S’il y a un genre d’émissions aussi vieux que la petite lucarne, c’est le jeu télévisé. Si des horreurs hystériques comme « Le Juste Prix » ou des émissions de jeux plus sérieuses comme « Motus » ou « Des Chiffres et des Lettres » ont marqué les esprits, une émission diffusée par ce qui deviendra TV Bouygues en 1987 subit les frasques de l’ancien pensionnaire du Petit Rapporteur. C’est un jeu du nom d’Anagram diffusé en 1985.

Même si la prestation de Daniel Prevost ne dura qu’un trimestre, il rendit le jeu mémorable à cause de ses frasques de présentation.
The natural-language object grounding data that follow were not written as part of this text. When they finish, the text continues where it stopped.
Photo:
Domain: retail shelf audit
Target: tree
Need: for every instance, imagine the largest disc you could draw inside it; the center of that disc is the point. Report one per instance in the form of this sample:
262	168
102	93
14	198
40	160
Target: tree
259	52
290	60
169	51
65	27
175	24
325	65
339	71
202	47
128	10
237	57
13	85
Que ce soit avec des poissons rouges en pendentif ou encore avec un casque de chantier, sans oublier des jeux de mots parfois tirés par la perruque, il savait dynamiser ce qui aurait été autrement d’un ennui mortel. Sans oublier les polémiques que cela engendrait à l’époque.


ANAGRAM – TF1 avec Daniel Prevost

Autant dire qu’il a fallu attendre ensuite des présentateurs comme Nagui et des émissions déjantées comme « N’oubliez pas votre brosse à dents » pour se marrer en regardant un jeu télévisé.